Monday, August 19, 2019

Oakland A’s Shake Off Injuries, Buck Odds to join Playoff Hunt

Despite a long list of injuries and an underachieving bullpen, Oakland again is leaning on a few young stars and no-name role players to nab a playoff spot.

By Chris De Benedetti
Mon, Aug 19, 2019 at 2:14 PM

click to enlarge As the 2019 season winds down, the Coliseum will be the site of yet another pennant race.
  • As the 2019 season winds down, the Coliseum will be the site of yet another pennant race.

Buckle up, A’s fans. The final six weeks of the 2019 pennant race is going to be a wild, bumpy ride.

Then again, you wouldn’t have it any other way, would you?

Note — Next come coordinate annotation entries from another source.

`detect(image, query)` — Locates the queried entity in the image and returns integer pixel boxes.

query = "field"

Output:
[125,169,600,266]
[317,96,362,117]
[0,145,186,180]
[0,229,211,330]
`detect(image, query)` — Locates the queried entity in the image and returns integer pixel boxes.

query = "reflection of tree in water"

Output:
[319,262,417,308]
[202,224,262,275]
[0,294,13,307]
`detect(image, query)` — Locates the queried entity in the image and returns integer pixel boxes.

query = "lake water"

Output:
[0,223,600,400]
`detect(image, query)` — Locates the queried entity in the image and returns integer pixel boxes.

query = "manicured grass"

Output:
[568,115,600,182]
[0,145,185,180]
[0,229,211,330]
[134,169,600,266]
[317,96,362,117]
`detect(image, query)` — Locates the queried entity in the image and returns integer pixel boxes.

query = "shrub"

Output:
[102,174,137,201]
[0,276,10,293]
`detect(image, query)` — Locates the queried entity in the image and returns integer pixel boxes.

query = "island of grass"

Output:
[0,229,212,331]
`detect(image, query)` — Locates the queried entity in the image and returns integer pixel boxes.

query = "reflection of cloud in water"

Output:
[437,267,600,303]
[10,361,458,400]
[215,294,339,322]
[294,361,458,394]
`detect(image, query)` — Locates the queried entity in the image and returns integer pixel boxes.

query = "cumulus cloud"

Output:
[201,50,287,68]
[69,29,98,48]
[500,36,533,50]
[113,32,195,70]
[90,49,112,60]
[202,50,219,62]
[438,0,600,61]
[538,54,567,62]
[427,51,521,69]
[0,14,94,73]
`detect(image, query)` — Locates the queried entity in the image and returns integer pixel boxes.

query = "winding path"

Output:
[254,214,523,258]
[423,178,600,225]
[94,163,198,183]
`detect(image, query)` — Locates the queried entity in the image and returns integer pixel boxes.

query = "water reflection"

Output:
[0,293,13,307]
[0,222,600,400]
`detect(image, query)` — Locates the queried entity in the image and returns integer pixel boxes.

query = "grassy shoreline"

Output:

These are intriguing days for Oakland baseball. A.J. Puk, one of the franchise’s most heralded prospects, was called up to the majors for the first time on Monday, bolstering an inconsistent bullpen and giving fans a tantalizing glimpse at the future.

News of the young hurler’s promotion was a jolt of energy for the A’s, which just won a thrilling series from the Houston Astros. The Green and Gold flexed their biceps at the plate and displayed a bottomless well of mettle all weekend, taking three of four games from one of MLB’s best teams. Two of the contests were tense, one-run A’s victories that felt like playoff baseball and must have done wonders to boost the young team’s confidence.

That there is a pennant race at all in which the A’s can compete is something of a miracle. Consider that Blake Treinen and Lou Trivino, last year’s stalwart relievers, have struggled mightily this season, while injuries have forced the A’s to play long stretches without Matt Olson, Ramon Laureano, and a few other key contributors. Also, several injuries have marred Khris Davis’ season, sending the powerful slugger into a tailspin at the plate.

Infielder Jurickson Profar also has disappointed with an anemic batting average (.204) and on-base percentage (.269), as well as a throwing “yips” problem that’s turned every ground ball into a scary adventure. Lastly, various ailments have placed five different A’s catchers behind the plate, robbing the pitching staff of some much-needed stability.

If I had known in March that the team would face all of those challenges this summer, my only reply would have been: “Will the A’s lose 100 games or just 95?”

Instead, the squad led by Manager Bob Melvin is right in the thick of the playoff hunt. Even though they were under .500 as late as June 10, they’ve played .667 ball since then to boost their record to a strong 71-53 record. After the dust cleared Sunday night, the A’s were right on the heels of the second wild card spot, with just 38 games left in the season.

In fact, they’re almost matching the pace of last year’s wildly successful campaign, in which the A’s earned 97 wins and a Wild Card Game appearance. Given the growing pile of bad breaks in 2019, how have the A’s stayed in contention?

Well, having some all-star talent helps.

And the A’s clearly have a number of young studs in Olson, Laureano, shortstop Marcus Semien, and All-Star third baseman Matt Chapman. Liam Hendriks has ably filled the closer role that Treinen’s struggles left vacant. Brett Anderson and Chris Bassitt have been unspectacular but effective as part of a patchwork rotation anchored by Mike Fiers, whose 11-3 record includes a May 7 no-hitter.

Some wonderful, albeit head-scratching, success stories have emerged, too. The recent arrival of 30-year-old second baseman Corban Joseph has been an unlikely godsend. Before joining the A’s a week ago, Joseph had just five career hits in a total of 16 major league games dating back to 2013. He matched that offensive output in just five games this past week in Oakland, knocking a homer and two RBIs and claiming the squad’s second-base job for the foreseeable future.

Now Puk, 24, is set to join a pitching staff that on Tuesday will begin a three-game set against the big, bad New York Yankees, possessors of MLB’s best record.

Is it reasonable to lean on inexperienced players like Joseph and Puk right as pennant-race pressure gets red hot? Um … sure, why not?

This is the Oakland A’s we’re talking about. It’s a clubhouse filled mostly with unheralded players who are as fascinating as they are flawed.

With this franchise, the unexpected is the only thing expected. Which might be the only explanation for if the A’s’ long, hot summer transitions into an unforgettable autumn in Oakland.

Chris De Benedetti, a co-founding member of Baseball Oakland, writes a regular sports column for the Express.